Che sorpresa e' Takashi Miike, prolificissimo regista giapponese, attivo e noto soprattutto per i suoi sanguinari horror, ma autore anche di accurati film di cappa e spada come il recente "13 assassini", ma certamente poco avvezzo alle storie d'amore, per giunta gay e a sfondo carcerario.

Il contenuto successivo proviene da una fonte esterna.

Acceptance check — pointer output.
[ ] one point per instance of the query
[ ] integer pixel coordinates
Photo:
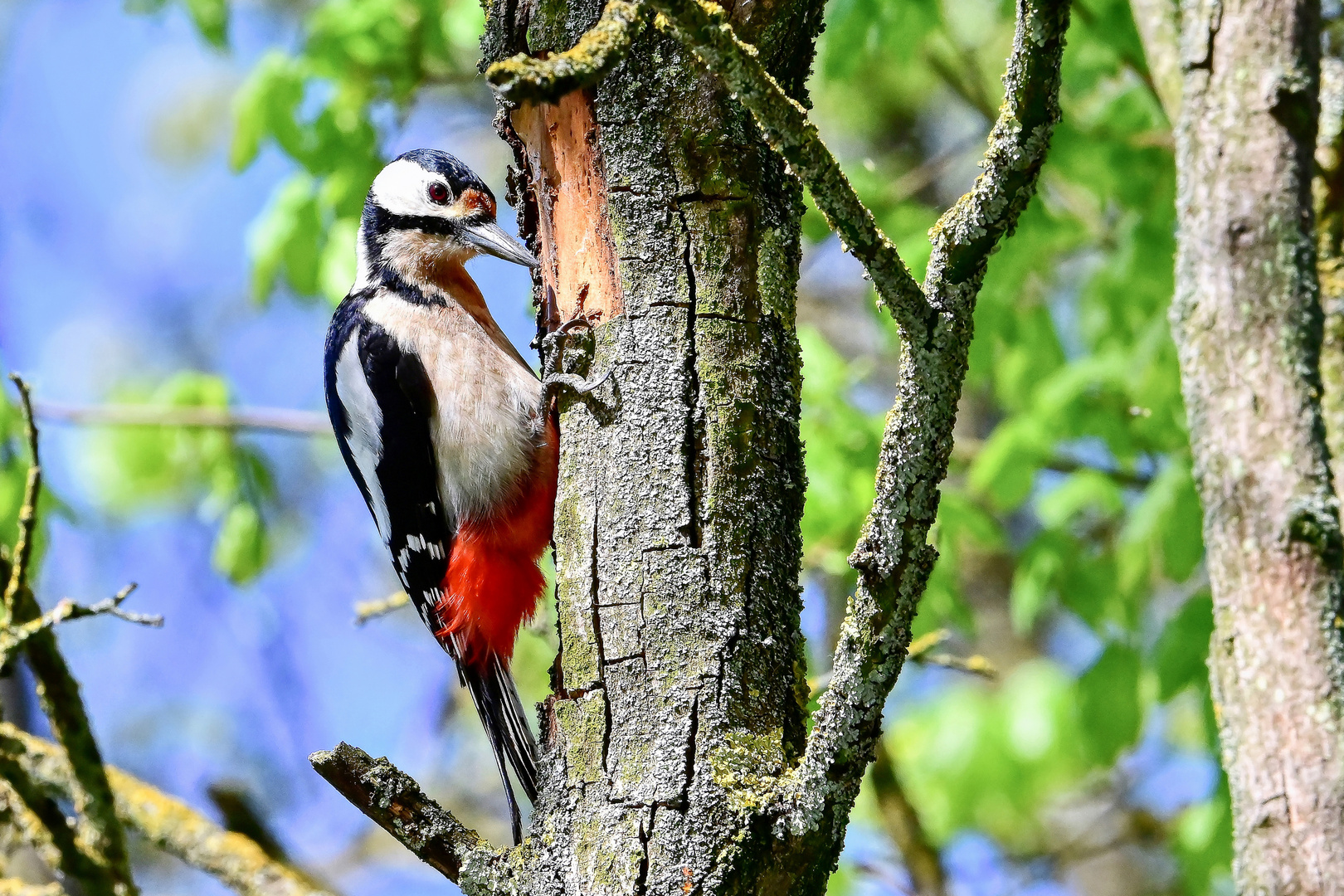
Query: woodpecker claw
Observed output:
(557, 383)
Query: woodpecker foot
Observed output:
(557, 383)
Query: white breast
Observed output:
(488, 421)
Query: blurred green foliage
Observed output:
(1074, 484)
(207, 468)
(318, 106)
(1075, 479)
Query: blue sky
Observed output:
(123, 258)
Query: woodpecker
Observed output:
(446, 430)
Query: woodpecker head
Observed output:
(425, 210)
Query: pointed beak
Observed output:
(491, 240)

Presentato al Festival di Berlino nel 2006 nella sezione Panorama, ed edito in dvd da Dolmen con il titolo "Big Bang Love, Juvenile A", il film e' la storia d'amore (piu' platonica che consumata) tra due detenuti, Jun, un giovane timido barista, arrestato per l'omicidio di un cliente in una camera d'albergo dopo che quest'ultimo lo ebbe ripetutamente violentato, e Shiro, un delinquente gia' da bambino, il corpo tatuato, lo sguardo assassino, e terrore di tutti i compagni di cella. Da subito Shiro diventa l'angelo (o il diavolo) custode di Jun, corpo efebico e viso di perla che sfiora la perfezione e lo protegge da chiunque osi molestarlo. Fino al giorno in cui Jun viene sorpreso con le mani al collo del suo protettore, ormai morto soffocato, e si proclama autore dell'omicidio. Iniziano indagini serrate da parte della polizia, e la pellicola sembra tramutarsi in un giallo suddiviso in capitoli che scandiscono quasi ritmicamente la ricerca di una verita' che verra' rivelat a pian pianoa e svelata quasi come un teorema, sviscerando tutti i segreti e le mezze verita' che coinvolgeranno persino il direttore del carcere.
Tutto quanto alternato a meravigliose scenografie e costumi, coreografie, voli di farfalle che si disintegrano nel filo spinato, cortili del carcere che si affacciano da un lato su missili in partenza per pianeti lontani, dall'altro su enormi piramidi precolombiane: come a dire che ognuno di noi ha di fronte la possibilita' di scegliere se rifugiarsi nel passato o scegliere le incognite del futuro.
Una rappresentazione scenica davvero emozionante e un linguaggio cinematografico sintetico e per questo quasi avvincente come un rompicapo; una estetica dirompente molto alla Jarman che ci mostra un nuovo volto di un autore che non finisce di sorprenderci.